The old lady proved to be right.

“Not me, thanks,” Alice said, shaking her head violently when Emily extended the offer. “You wouldn’t catch me sitting with that old tartar.”

“Nor me,” Daisy added. “I’d be terrified I’d spill something or say the wrong thing.”

“Don’t worry about us, ducks,” Alice went on, seeing Emily’s embarrassment. “Daisy and me will take ourselves off to the pub and have a nice chat with that Mrs Lacey. You’re welcome to your sherry with the grand lady in the grand room and having to be so frightfully posh.” She put on a fake aristocratic accent.

And so Emily sat with Lady Charlton after their supper the next evening. She learned that Lady Charlton had travelled with her husband for the first twenty years of their marriage, living in Switzerland and as far away as Egypt, India and Mesopotamia, until he inherited the title and house from a distant cousin and had come to be lord of the manor here.

“Sometimes I have cursed that cousin for dying,” she confessed. “Until then, we had an exciting life. We thought we couldn’t have children, but then James was born to us quite late in life. My husband sent him to boarding school in England at a very young age, insisting it was the right thing to do for boys of our class, but I was really sad that he never saw his parents. So in a way I was glad when we were compelled to come home.”

“I long to travel,” Emily said. “I am so excited about the journey out to Australia.”

“I never had a chance to visit Australia,” Lady Charlton said. “I should like to have done so. Now I only visit places when I read.” She looked up suddenly. “Do you enjoy books?”

“I do, very much,” Emily said.

“Then let me show you our library.” Lady Charlton got to her feet. “Come with me.”

She led Emily along the long hallway through a door at the far end. Emily gasped. The walls were lined with leather-bound volumes. Dust motes danced in the slanting rays of the setting sun. Around the floor were display tables.

“My husband was a great collector,” Lady Charlton said. “He collected everything from Egyptian artefacts to butterflies.” She walked over to one of the tables and ran her hand lovingly over the glass.

“If you would like something to read while you are in residence here, feel free to borrow a book from my library.”

“Oh no, I don’t think I would want to take one of these beautiful books down to the cottage,” Emily said, embarrassed at the thought of coming into this lovely room in her muddy uniform. “And I’ve discovered some books for me to read.”

“Really?”

“Yes, I found an old trunk with books in it.”

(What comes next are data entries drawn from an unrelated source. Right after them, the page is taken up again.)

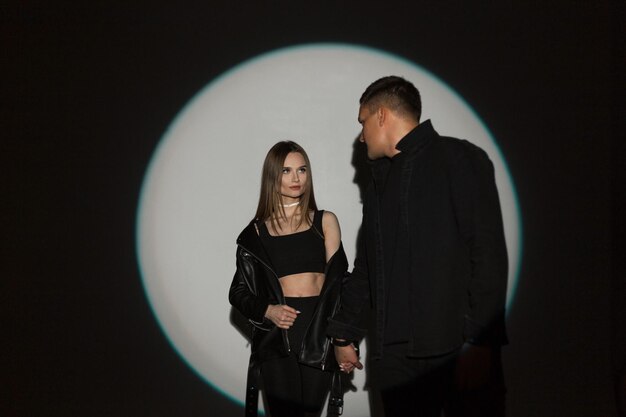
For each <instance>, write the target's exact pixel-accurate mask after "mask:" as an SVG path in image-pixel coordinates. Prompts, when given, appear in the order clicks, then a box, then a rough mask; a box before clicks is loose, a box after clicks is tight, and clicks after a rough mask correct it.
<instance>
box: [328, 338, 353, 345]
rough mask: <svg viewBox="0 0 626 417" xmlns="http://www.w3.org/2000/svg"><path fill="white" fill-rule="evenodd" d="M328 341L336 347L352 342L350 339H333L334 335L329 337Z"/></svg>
mask: <svg viewBox="0 0 626 417" xmlns="http://www.w3.org/2000/svg"><path fill="white" fill-rule="evenodd" d="M330 342H331V343H332V344H333V346H336V347H345V346H350V345H351V344H352V340H346V339H335V338H334V337H333V338H332V339H330Z"/></svg>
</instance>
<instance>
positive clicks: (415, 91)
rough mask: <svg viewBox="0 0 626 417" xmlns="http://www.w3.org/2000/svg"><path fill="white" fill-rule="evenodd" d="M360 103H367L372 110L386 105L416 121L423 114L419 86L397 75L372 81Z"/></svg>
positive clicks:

“Oh. An old trunk. Of course.” She nodded as if this made sense. “I’d forgotten.”

“I plan to teach Daisy and Alice to read. They won’t get anywhere in life if they can’t.”

“You look out for each other. I like that,” Lady Charlton said. “I have a feeling that we women will need to support each other in the years to come. We will have no menfolk to take care of us.”

Emily returned to the cottage, armed with candles and a box of matches, to find no sign of the other two. She sat on her bed in the fading light and wrote to Robbie in pencil. It was easier than trying to juggle pen and ink. She told him all about the house, about Lady Charlton and the library and the cottage. We were told it was cursed, and it does have an uneasy feeling to it, but we’re only here for a few days and none of us has turned into a frog yet. She tried to make every sentence funny and light so that he’d smile as he sat on his bunk near the enemy lines.